Wawa tak bisa berjanji kejadian serupa tidak terulang lagi nantinya. Namun, ia memastikan pihaknya akan melakukan yang terbaik dalam perbaikannya.

“Di dunia ini tidak ada yang pasti. Tapi kita do the best ya. Kita juga nggak tau kapan kita meninggal. Jadi kita do the best aja,” ucap Wawa.

“Yang penting kita dari pihak Anwa cepat respons. Dan saya sendiri hari ini sampai tidak bisa pergi beribadah padahal sudah dekat pintu gereja. Saya balik karena langsung tanggung jawab saya. Walaupun saya juga punya jam-jam ibadah di malam hari. Dan setiap harinya,” tambahnya.

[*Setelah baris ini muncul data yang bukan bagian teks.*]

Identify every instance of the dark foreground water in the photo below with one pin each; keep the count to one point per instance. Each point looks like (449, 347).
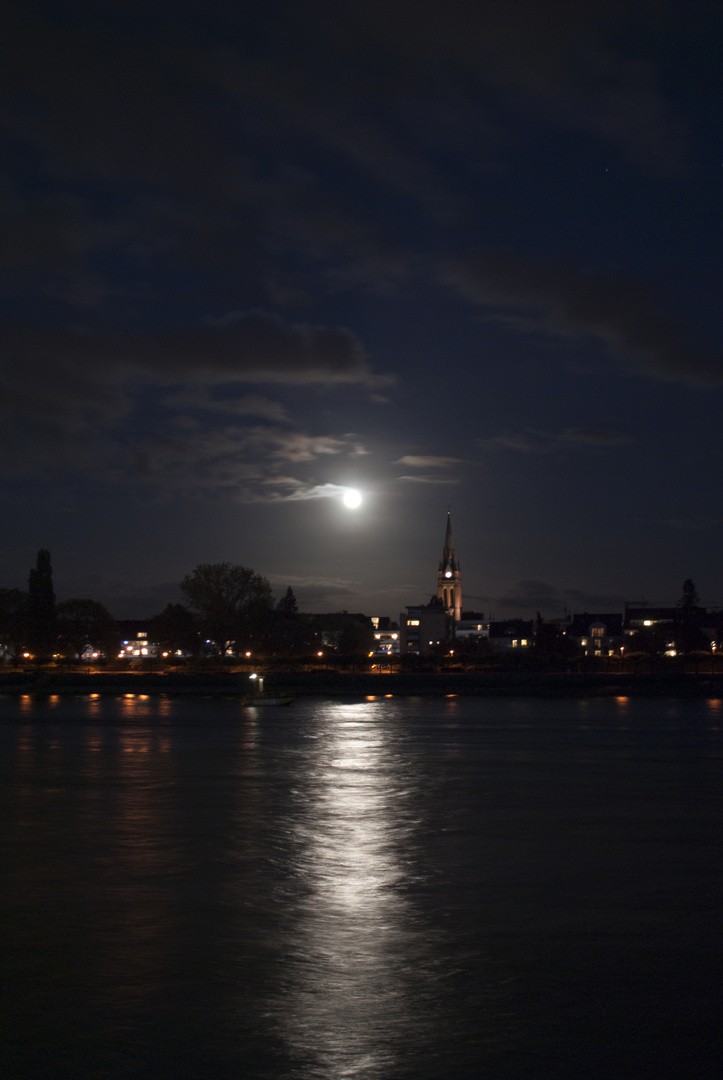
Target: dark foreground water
(386, 889)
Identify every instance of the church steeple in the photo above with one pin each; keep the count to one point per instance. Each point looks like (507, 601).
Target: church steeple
(449, 578)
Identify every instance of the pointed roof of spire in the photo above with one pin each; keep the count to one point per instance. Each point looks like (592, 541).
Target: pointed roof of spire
(449, 542)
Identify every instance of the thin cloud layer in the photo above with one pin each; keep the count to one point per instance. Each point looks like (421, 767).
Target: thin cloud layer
(571, 302)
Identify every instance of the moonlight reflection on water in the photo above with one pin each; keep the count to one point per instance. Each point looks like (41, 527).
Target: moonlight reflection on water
(350, 1002)
(384, 890)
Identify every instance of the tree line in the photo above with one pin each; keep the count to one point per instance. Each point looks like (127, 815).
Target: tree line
(226, 608)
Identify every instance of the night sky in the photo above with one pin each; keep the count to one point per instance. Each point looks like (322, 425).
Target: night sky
(459, 256)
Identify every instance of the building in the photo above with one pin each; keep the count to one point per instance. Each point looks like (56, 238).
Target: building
(597, 634)
(425, 629)
(449, 577)
(511, 634)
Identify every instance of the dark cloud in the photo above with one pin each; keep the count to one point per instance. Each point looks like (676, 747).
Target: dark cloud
(573, 302)
(427, 460)
(524, 598)
(546, 442)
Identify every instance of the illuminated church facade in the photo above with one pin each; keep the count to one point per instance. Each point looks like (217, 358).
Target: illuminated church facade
(449, 577)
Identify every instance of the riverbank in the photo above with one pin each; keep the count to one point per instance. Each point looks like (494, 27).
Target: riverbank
(356, 685)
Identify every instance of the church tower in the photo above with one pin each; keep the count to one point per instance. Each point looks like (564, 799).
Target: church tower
(449, 578)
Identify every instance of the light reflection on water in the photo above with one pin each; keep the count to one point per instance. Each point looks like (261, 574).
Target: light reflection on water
(349, 1008)
(384, 890)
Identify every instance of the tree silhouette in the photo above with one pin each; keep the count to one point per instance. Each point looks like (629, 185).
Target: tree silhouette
(41, 623)
(232, 602)
(82, 623)
(13, 621)
(175, 628)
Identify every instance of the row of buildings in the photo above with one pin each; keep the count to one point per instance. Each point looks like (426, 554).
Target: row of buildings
(426, 629)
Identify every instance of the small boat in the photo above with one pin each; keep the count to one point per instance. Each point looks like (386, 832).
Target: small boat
(260, 702)
(260, 699)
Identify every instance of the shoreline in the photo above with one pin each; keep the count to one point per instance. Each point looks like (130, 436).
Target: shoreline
(355, 685)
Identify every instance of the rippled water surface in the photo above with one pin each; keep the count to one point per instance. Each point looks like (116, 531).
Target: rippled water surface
(382, 889)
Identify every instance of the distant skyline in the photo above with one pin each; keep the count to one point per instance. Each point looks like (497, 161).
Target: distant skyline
(460, 256)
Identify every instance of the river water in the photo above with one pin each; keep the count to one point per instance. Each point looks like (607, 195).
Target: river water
(390, 888)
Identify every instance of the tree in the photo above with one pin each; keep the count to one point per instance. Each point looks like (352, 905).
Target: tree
(13, 621)
(174, 629)
(82, 623)
(288, 604)
(690, 637)
(41, 624)
(232, 602)
(291, 633)
(690, 598)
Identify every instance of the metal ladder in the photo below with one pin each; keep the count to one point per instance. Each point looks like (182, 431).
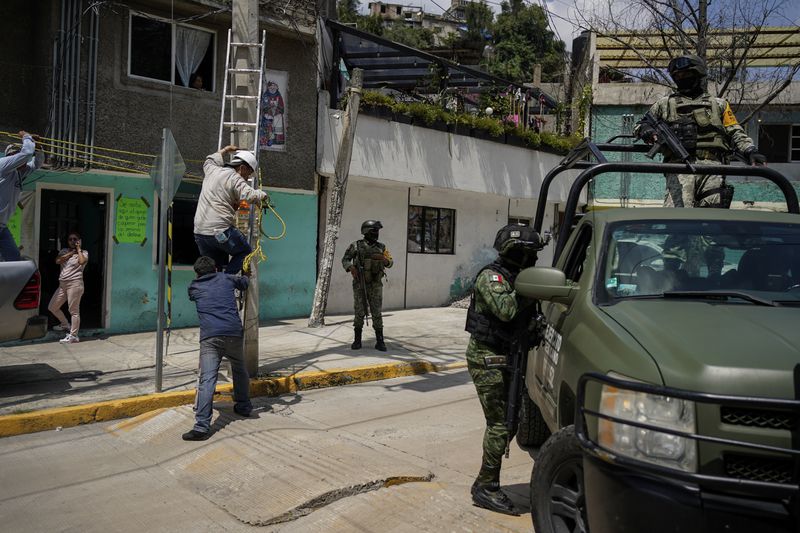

Wawa menilai insiden atap ambruk ini murni merupakan musibah. Menurutnya, tak ada fondasi dari atap yang lemah dan tempatnya sudah mengantongi izin operasi.

“Berizin. Kalau nggak berizin nggak bisa ya. Karena ini besar sekali,” ucap Wawa.

“Menurut saya tidak ada (fondasi) yang lemah. Jadi sedang diinvestigasi,” lanjutnya.

Tak Ada Korban Jiwa

Atap lapangan padel Anwa Racquet Club, Jakarta Barat ambruk pada Minggu (26/10/2025). Foto: Abid Raihan/kumparan

Kapolsek Kembangan Kompol M Taufik Ikhsan memastikan tak ada korban jiwa dalam insiden itu.

"Tidak ada korban," kata Taufik kepada kumparan.

Pantauan kumparan di lokasi, atap yang berbentuk seperti kanopi itu tampak terbelah dua. Tiang-tiang penyangga pun jatuh ke lantai lapangan itu.

Polisi langsung ke lokasi untuk melakukan pemeriksaan. Mereka menerima laporan atap ambruk pada pukul 14.00 WIB.